Leonora Carrington, Dear Diary–Never Since We Left Prague, 1955 (Gallery 376)

Surreal painting of people with white hair and fantastical creatures inside a dark room.

Season 4: Escape Velocity: The Woman Who Left the World

Leonora Carrington has never felt at home in her wealthy, conservative family. But when she meets the Surrealists in the 1930s, and runs from everything she knows, it will take everything she has to become the artist and writer she wants to be. Most importantly: Her singular imagination, which reveals the world as both more magical and more haunted than most of us care to admit.

Hans Ledwinka; Manufacturer: Ringhoffer-Tatra-Werke AG, Tatra T87 four-door sedan, 1948 (designed 1936; Gallery 379)

Photo of a silver card from the 1930s

Season 1: The Car That Killed Nazis

When World War II began, nothing seemed capable of slowing the Nazis. Except a very fast, very unusual Czech automobile called the Tatra. A poignant story of poetic justice, grace in wartime, and the utopian future that wasn’t.

China, Dragon head Huang plaque, 2nd–3rd century (Gallery 215)

Ornate, arched metal object with dragon motifs.

Season 6: The Dragons Next Door

People have always imagined dragons among them. But they have always imagined them very differently: helping or hurting, making rain or breathing fire. The difference, of course, is us. A brief, beastly history of the creature we can’t live with—or without.

Unknown artist, Jade Mountain, 1790 (Gallery 210)

Jade carving of mountainous landscape that includes trees, people, and buildings.

Season 4: The Mountain That Came to Dinner

It’s one of the largest jade sculptures in the world, a 640-pound mountain commissioned by the Chinese emperor. But in 1901, in the aftermath of the Boxer Rebellion, it ends up leaving China with an American diplomat—only to resurface on the dinner table of a lumber baron. It’s a story of power and scandal, a story as old as stone: Can anyone be king of the hill for long?

Unknown artist, Shiva Nataraja (Lord of the Dance), c. 1100 (Gallery 211)

Bronze statue of a dancing figure with multiple arms and ornaments.

Season 1: Lord of the Dance

In the 1920s, the sculptural image of Shiva Nataraja—the Hindu god Shiva as the cosmic dancer, ensuring the cycle of life—suddenly becomes a museum must-have. As India strives for independence, the image comes to symbolize something of the nascent nation itself.

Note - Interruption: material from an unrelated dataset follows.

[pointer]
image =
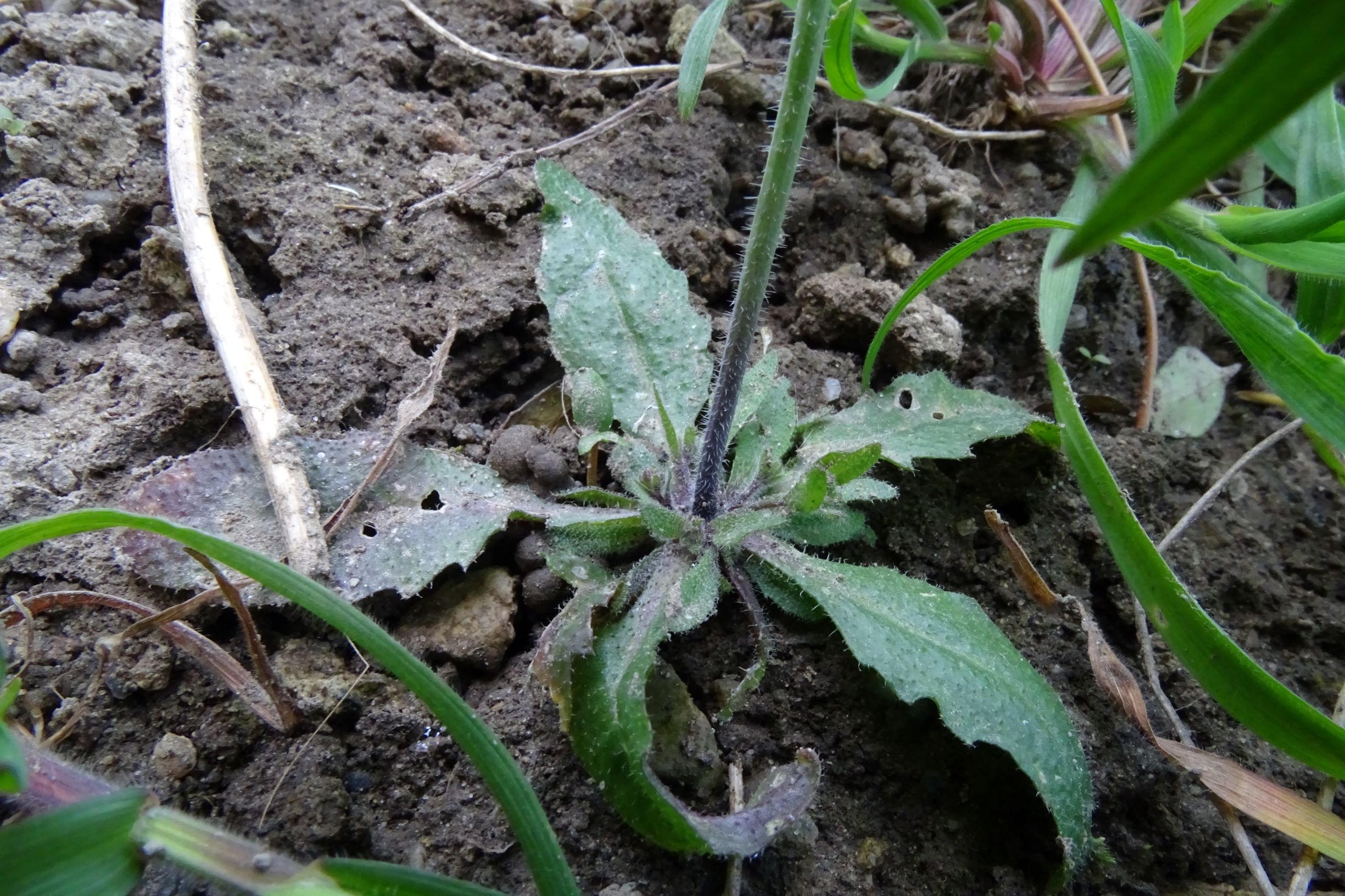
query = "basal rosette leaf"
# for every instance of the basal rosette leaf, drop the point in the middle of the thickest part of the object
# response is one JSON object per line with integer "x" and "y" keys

Unknown artist, Striding figure, 300–30 BCE (Gallery 250)

Stone statue depicting a human figure without a head. The figure stands upright, showcasing detailed anatomical features of the torso, arms, and legs. The material of the statue has a mottled texture with dark and light spots.

Season 5: The Department of Missing Limbs

It’s a story as old as life itself: Things fall apart. But what really happened to all those ancient statues missing arms, legs, heads, and other appendages? And have they shaped a perception of the past as more remote, mysterious, and, well, broken than it really was?